A - Yes and a lot of it is just genetics. Some people just have more fast switch than others.
Q - Let's talk about a plan of action. Should our client fly solo or is it wise to have a partner?
A - I would say that a lot of it just depends on the individual case. The more help you get the more motivated by the encouragement. At the same time, if the only thing you can do is start by yourself then it's still definitely possible to meet your goals, you may just have to work a little harder.
Q - If someone wanted to pursue a bodybuilding program all by themselves, what would be advantageous about that approach?
A - I would say that some people focus better working on their own. But for the majority I don't recommend it. There is a great deal of motivation and support when working with a partner(s) or a trainer. Sometimes it's just the atmosphere of working in gym rather than at home that encourages some people. The bottom line is that I recommend at minimum that he/she finds a partner to lift with or join a local gym or health club.
Q - How should someone go about selecting a health club or a gym; what things should they take into consideration?
A - You want to ask them to give you a tour and make sure they have all the weights you want to use. Make sure that it's not too crowded. Also consider the expense and see if they offer personal trainers.
Q - What about instructional videos?
A - Yes I would say that there are some that are pretty helpful but the best way to do it is ask someone at the gym to show you or look it up online and save the expense.
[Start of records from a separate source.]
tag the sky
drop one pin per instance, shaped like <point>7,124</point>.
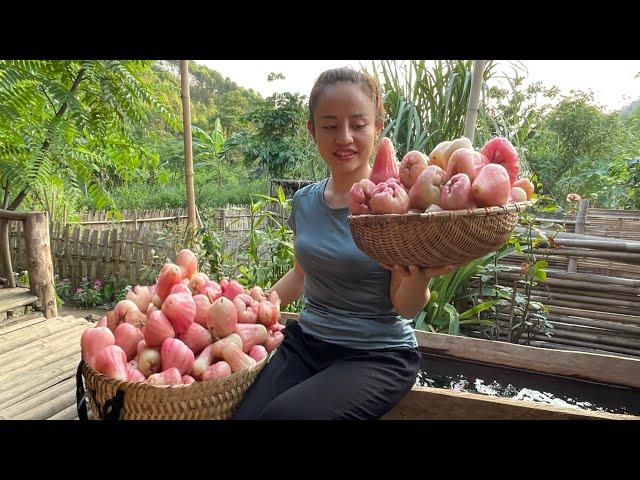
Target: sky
<point>612,81</point>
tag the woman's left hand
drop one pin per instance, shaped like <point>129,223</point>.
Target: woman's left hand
<point>415,272</point>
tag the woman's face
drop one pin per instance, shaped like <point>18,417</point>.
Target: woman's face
<point>344,128</point>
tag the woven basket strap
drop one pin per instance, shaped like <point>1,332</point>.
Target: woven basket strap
<point>113,406</point>
<point>81,395</point>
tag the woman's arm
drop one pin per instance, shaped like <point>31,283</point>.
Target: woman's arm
<point>291,286</point>
<point>409,288</point>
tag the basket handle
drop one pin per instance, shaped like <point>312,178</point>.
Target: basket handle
<point>111,408</point>
<point>81,395</point>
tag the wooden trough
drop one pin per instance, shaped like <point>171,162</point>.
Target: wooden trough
<point>427,403</point>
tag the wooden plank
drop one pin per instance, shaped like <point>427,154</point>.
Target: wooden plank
<point>600,368</point>
<point>34,402</point>
<point>17,389</point>
<point>69,413</point>
<point>18,300</point>
<point>51,323</point>
<point>21,321</point>
<point>427,403</point>
<point>24,365</point>
<point>10,292</point>
<point>34,348</point>
<point>64,340</point>
<point>51,407</point>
Q - Can you tell us a little bit more about the benefits of a personal trainer and maybe a general idea of what costs are?
A - All personal trainers are different. Some will range from $30 to $40 a month up to $100 a month. They will show you how to do every exercise and some will even design a diet for you and help you monitor your workouts to make sure that you are doing everything correctly. And another big thing is they will help you with safety. So if you don't know how to do a lift they will show you so you don't hurt yourself.
Q - Are there any warnings that our client should pay attention to before undertaking a body building program?
A - Well if you have known heart risks or anything that would interfere with physical activity like a bad back then there are precautions that you might want to take. If you had a personal trainer he would show you the different exercises to do and how to do them so you don't hurt yourself.
Q - When someone is getting serious about doing this where should they actually begin if they are looking at building muscle mass?
A - I would say that a great resource to start with would be a friend who lifts and ask them. He may even talk to people online. There is so much information on the internet.
Q - How are muscles actually toned and strengthened? Is it by using the same muscles for the same purpose repetitiously?
A - When you lift weights what you are doing is actually tearing the muscle tissue in a healthy way. When you eat right they will actually repair themselves and they will repair stronger and bigger without lifting more weight. As you go along and lift more weight, your muscles will keep adapting to having to lift more and they will get bigger. Actually there are type A and type B fibers in your muscles. Let's say the higher repetitions might tear the type B so heavier weights will tear them and bring them back stronger.
Q - What are the type A and B?
A - They refer to the repetitions you need to accomplish a specific result. Some people are fast switch and some people are slow switch.
Q - Can you explain that?
A - Yes. Fast switch responds to high repetitions and I would recommend between 8-12 repetitions. Slow switch will respond to slower repetitions between 4 and 6.
It can actually get pretty complicated. Every body has a different buildup. Let's say for example my bicep is 90% fast switch and 10% slow switch so I would need to do mainly high repetitions for my bicep. So you on the other hand might be 90% slow switch and 10% fast switch so the approach you would want to take is lower repetitions.
Q - So what you are saying is that it kind of depends on what condition your body is in?
A - Yes and a lot of it is just genetics. Some people just have more fast switch than others.